Related: run the AI Overviews Revenue Leak Diagnostic to measure what AI answers are costing you in clicks, not just accuracy.
Frequently asked questions
Is the Brand Hallucination Auditor free?
Yes. The Consensus Score, summary, and first findings are free with no signup. Your email unlocks the complete findings table and the correction plan. There is no paid version of the tool.
Where does the audit get its answers?
The audit queries a live AI model with web search enabled and instructs it to answer only from public information, exactly as a prospect-facing assistant would. Your fact sheet is used solely as the grading key, never as a source for the answers.
Will the results be the same every time?
Not exactly. AI answers vary by model, day, and phrasing, which is precisely why hallucinations are dangerous. The audit is a representative snapshot. If a claim comes back wrong once, some share of your prospects are hearing it.
My business barely showed up at all. Is that better than being wrong?
Only slightly. Missing means AI recommends competitors when prospects ask for options in your category. Invisibility and misrepresentation are the same problem at different stages, and both are fixed by building an accurate, consistent public record.

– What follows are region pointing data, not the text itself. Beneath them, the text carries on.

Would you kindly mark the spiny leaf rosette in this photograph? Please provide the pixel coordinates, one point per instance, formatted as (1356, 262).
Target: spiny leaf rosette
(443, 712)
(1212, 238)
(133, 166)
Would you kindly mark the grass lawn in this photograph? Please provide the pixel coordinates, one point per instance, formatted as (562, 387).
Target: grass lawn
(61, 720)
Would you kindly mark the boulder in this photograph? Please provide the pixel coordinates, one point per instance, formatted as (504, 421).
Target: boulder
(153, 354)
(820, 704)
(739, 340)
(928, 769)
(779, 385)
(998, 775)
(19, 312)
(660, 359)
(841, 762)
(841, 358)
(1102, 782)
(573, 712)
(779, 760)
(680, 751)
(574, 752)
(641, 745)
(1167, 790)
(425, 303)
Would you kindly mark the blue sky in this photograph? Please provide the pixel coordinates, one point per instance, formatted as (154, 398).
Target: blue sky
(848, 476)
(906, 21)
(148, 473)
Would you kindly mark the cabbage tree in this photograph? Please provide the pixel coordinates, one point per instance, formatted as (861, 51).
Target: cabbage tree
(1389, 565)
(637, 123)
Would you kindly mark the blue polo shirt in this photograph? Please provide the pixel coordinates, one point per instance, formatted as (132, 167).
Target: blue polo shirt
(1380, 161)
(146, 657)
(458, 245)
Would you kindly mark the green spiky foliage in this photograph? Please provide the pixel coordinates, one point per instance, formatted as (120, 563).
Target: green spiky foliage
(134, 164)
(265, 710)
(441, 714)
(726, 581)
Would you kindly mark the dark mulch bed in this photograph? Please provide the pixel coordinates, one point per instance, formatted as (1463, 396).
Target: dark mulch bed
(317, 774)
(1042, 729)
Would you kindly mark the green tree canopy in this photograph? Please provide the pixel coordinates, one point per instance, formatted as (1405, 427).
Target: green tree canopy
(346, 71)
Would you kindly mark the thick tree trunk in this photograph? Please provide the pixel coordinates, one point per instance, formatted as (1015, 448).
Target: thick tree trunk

How do I correct what AI says about my business?
By fixing the sources models rely on: entity-clear pages on your site, accurate structured data, consistent business profiles, and third-party citations that state your facts. Models converge on the version of you the public record repeats most consistently.
How often should I re-run the audit?
Quarterly for a stable business, and 30 to 60 days after any correction work to confirm the record took. AI models update their retrieval constantly, so a clean score is a state to maintain, not a box to check.